Despite the gravity of the problem, dental care for vulnerable people has received relatively little attention from governments and foundations. Over the years, the Robert Wood Johnson Foundation has sporadically funded efforts aimed at improving oral health services for underserved populations. Much of its grantmaking has centered on dental education. In its early years, the Foundation funded scholarships for needy minority dental students. It later supported programs to help dental students develop the skills to serve handicapped patients, to give minority college students the skills to successfully apply to dental schools, and to develop a cadre of dentists-researchers who would provide leadership in dental education. The Foundation also has sought to expand dental services to underserved populations by training dental hygienists and other nondentists to provide general dental care and by mounting demonstration programs that test new ways of providing services to underserved individuals.
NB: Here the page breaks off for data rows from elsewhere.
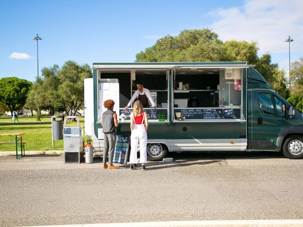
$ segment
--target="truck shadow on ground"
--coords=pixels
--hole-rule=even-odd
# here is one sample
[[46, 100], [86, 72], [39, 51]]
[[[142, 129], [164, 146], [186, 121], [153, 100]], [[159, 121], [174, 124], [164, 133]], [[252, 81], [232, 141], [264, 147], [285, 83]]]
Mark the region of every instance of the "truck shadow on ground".
[[[167, 168], [173, 168], [174, 167], [182, 167], [189, 166], [193, 165], [207, 165], [211, 164], [216, 162], [221, 162], [220, 160], [214, 160], [213, 161], [208, 161], [205, 162], [187, 162], [186, 161], [176, 161], [173, 162], [155, 162], [148, 163], [146, 164], [146, 167], [148, 169], [166, 169]], [[158, 166], [161, 165], [161, 166]], [[154, 167], [155, 166], [155, 167]], [[137, 165], [137, 168], [141, 167], [141, 164]]]
[[226, 159], [286, 159], [281, 152], [264, 151], [219, 151], [208, 153], [184, 152], [179, 153], [168, 153], [167, 157], [173, 158], [174, 160], [185, 159], [194, 161], [197, 160]]

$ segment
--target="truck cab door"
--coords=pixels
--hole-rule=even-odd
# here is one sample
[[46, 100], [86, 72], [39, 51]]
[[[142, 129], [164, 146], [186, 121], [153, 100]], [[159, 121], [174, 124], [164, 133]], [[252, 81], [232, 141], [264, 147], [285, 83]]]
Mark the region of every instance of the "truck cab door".
[[270, 91], [252, 90], [251, 95], [253, 116], [248, 150], [275, 150], [281, 131], [292, 125], [292, 120], [286, 117], [286, 104]]

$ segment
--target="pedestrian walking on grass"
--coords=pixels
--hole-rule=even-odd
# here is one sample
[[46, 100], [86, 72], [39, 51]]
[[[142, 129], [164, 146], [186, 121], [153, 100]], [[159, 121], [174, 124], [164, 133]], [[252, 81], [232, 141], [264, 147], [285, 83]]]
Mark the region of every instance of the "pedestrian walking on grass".
[[142, 103], [139, 100], [135, 102], [134, 110], [131, 113], [131, 153], [129, 158], [130, 169], [135, 168], [134, 164], [137, 163], [137, 149], [139, 142], [140, 163], [142, 163], [141, 170], [146, 169], [145, 163], [147, 162], [146, 146], [147, 145], [147, 129], [148, 123], [147, 115], [143, 111]]
[[[117, 113], [113, 110], [115, 102], [114, 100], [108, 99], [105, 100], [103, 103], [104, 107], [107, 110], [102, 114], [101, 124], [104, 136], [104, 148], [103, 150], [103, 169], [118, 169], [113, 165], [113, 159], [116, 140], [117, 138], [117, 127], [118, 127], [118, 119]], [[106, 164], [107, 154], [108, 155], [108, 165]]]
[[14, 119], [14, 123], [15, 123], [16, 120], [19, 123], [19, 121], [18, 120], [18, 113], [17, 113], [17, 111], [15, 111], [15, 113], [14, 114], [14, 116], [15, 117], [15, 119]]
[[15, 119], [15, 111], [14, 110], [11, 113], [11, 117], [12, 117], [12, 120], [11, 120], [11, 122], [13, 120], [14, 120], [14, 119]]

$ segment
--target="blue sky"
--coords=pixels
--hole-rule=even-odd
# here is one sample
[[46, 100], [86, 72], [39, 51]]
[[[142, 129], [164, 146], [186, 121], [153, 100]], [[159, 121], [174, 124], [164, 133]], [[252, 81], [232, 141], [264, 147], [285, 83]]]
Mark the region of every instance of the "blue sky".
[[[167, 35], [208, 28], [224, 41], [257, 41], [259, 56], [288, 70], [303, 57], [303, 1], [15, 1], [0, 2], [0, 78], [31, 81], [43, 67], [68, 60], [131, 62]], [[15, 54], [13, 54], [15, 53]]]

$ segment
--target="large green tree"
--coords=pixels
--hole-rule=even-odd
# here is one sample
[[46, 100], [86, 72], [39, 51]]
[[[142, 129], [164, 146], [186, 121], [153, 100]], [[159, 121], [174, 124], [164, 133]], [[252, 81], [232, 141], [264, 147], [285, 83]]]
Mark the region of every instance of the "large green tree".
[[0, 79], [0, 101], [11, 112], [19, 110], [25, 104], [32, 84], [30, 81], [17, 77]]
[[[287, 98], [288, 90], [284, 73], [271, 63], [268, 53], [261, 58], [255, 42], [230, 40], [223, 42], [211, 30], [185, 29], [178, 35], [167, 35], [152, 47], [136, 55], [136, 61], [144, 62], [246, 61], [256, 69], [282, 95]], [[303, 84], [303, 79], [302, 79]]]
[[26, 100], [25, 105], [28, 108], [36, 111], [37, 120], [41, 120], [41, 112], [47, 106], [46, 94], [43, 86], [43, 81], [39, 77], [37, 78], [33, 85]]
[[286, 87], [287, 82], [284, 71], [279, 70], [278, 64], [271, 63], [271, 57], [269, 53], [265, 54], [257, 60], [256, 70], [278, 93], [287, 99], [289, 96], [289, 90]]
[[136, 61], [190, 62], [225, 60], [223, 42], [210, 30], [185, 29], [178, 35], [168, 35], [136, 55]]
[[84, 107], [84, 79], [92, 77], [90, 67], [87, 64], [80, 65], [68, 61], [57, 72], [56, 76], [60, 81], [58, 100], [68, 115], [71, 112], [75, 116]]

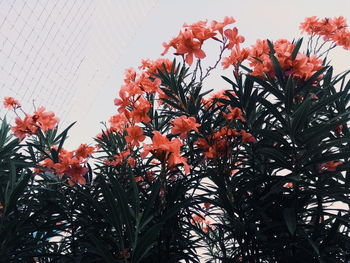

The most recent is an ambitious initiative called the Dental Pipeline Program (or, more formally, the Pipeline, Profession & Practice program) which supports 15 dental schools’ efforts to recruit minority students, revise the dental school curriculum so that students will be more skilled at and receptive to serving diverse populations, and center dental training in community clinics. In many ways, the Dental Pipeline Program parallels Foundation programs that support academic medical centers’ efforts to recruit and train physicians to work in underserved rural or inner-city areas.
As the author of the chapter, Paul Brodeur, a freelance journalist and frequent contributor to the Anthology series, concludes, although initiatives such as the Dental Pipeline Program can have a beneficial effect, the problem of poor oral health is so severe and the disparities so extensive that it will require a large infusion of public and private capital to have a significant impact.